20160417_154140-2Per fortuna non avverrà mai.

A Lecce, invece, dove non c’è un canyon e non scorre un torrente in superficie, quel catino c’è, anche se non si nota subito. La causa? La collocazione in pianura. La città assume così i contorni di una monumentale discarica a cielo aperto, ma diffusa. Una costellazione di immondezzai che, uniti tutti insieme, colmerebbero il canyon di Matera.
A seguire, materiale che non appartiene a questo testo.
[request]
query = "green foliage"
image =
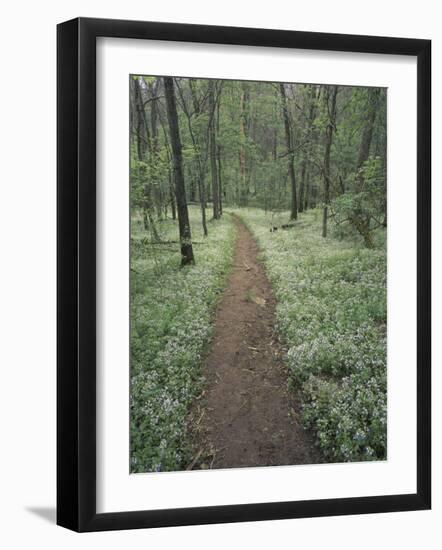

Perché si odia in questo modo la dolce campagna salentina? Cos’ha da invidiare ai sassi materani? Nulla. Madre Natura ha elargito doni a tutti, ma in modo diverso. Non c’è alcuna differenza nel difendere una roccia preistorica o la vegetazione che da secoli si rigenera. Eppure, troppi leccesi non provano alcun senso di vergogna, nessun fastidio, nell’usare ogni angolo “fuori le mura”, come fosse il proprio cesso.

L’altro giorno ci ha scritto una lettrice, con un corredo di eloquenti immagini. “Percorrendo via Vecchia Carmiano, poco dopo il centro sociale della parrocchia, ci sono montagne di rifiuti: grosse buste, poltrone e quant’altro”. “Non mi sembra corretto vedere quello schifo. E’ una strada dove molta gente pratica footing. Potete intervenire in qualche modo?”.

Noi no. Possiamo segnalare. Chi deve intervenire sono altri: i forestali o i finanzieri o magari la polizia locale, l’ufficio ambiente e via dicendo. Chi deve intervenire per primo, però, su se stesso, è il leccese, iniziando a lavorare sulla propria mentalità, togliendosi di dosso il paraocchi della strafottenza.

Ci vorrà tempo. Decenni, forse. Ma prima o poi si dovrà uscire da uno stadio di barbarie per allinearsi alla civiltà. Questa villania è uno schiaffo in faccia a se stessi, uno sputo alla propria cultura, la brutta cartolina che nessuno invierebbe mai a un amico lontano, con scritto: “Saluti da Lecce”. 

Abbiamo inviato un fotografo in giro, specie nelle strade oltre gli ultimi caseggiati, dove “osa” persistere una qualche forma di natura nonostante la violenza della contaminazione. Ed è tornato, come già sapevamo, con un carico di immagini talmente eloquenti, che quasi sembrano emanare puzzo di decomposizione alla sola visione.

Via Malta, nel rione San Guido; viale Grassi, via Vecchia Cavallino, la strada di servizio parallela alla statale 16 Lecce-Maglie; le vie intorno al seminario, laddove Lecce e Castromediano di Cavallino s’intrecciano fino a fondersi; e ancora, Borgo Piave e la strada per la marina di Frigole (tutti nella galleria fotografica).

La mappa della vergogna

Luoghi spesso percorsi da chi pratica un’attività salutare, che con un minimo di decenza e di attenzione sarebbero in alcuni casi anche ridenti angoli di territorio a due passi dalla città, dove respirare aria pulita. E invece, dai germogli spuntano persino logore poltrone e frigoriferi mangiati dalla ruggine.

Questo desolante scenario non è sorto in una notte. Sono anni che campagne e muretti a secco inghiottono sacchi di spazzatura, tegole rotte, bottiglie di vetro e plastica, senza poterli vomitare in faccia all’uomo, che non è un intruso, ma figlio di quella stessa natura contro la quale si è rivoltato.

Questa disarmante scenografia è il frutto di molti fattori che si possono riassumere in un’assenza di senso civico unita a una mancanza di controlli rigidi e assidui. E siamo alle solite: il senso di onnipotenza che deriva dalla quasi certezza dell'impunità. 

Nelle vie di campagna scarica il cittadino porcello (antitesi del cittadino modello) come la ditta senza scrupoli che si sbarazza così di ciò che altrimenti avrebbe un costo di smaltimento. A questi splendidi e sempiterni esemplari si stanno aggiungendo le nuove specie, i migranti dalla differenziata, che girano come cani bastonati fra i tratturi per abbandonare la spazzatura. Non disdegnando, all’occorrenza, anche l’ombra delle campane per il vetro, oggi visti come moderni megaliti, dolmen plastificati per sepolture collettive di avanzi del consumo contemporaneo.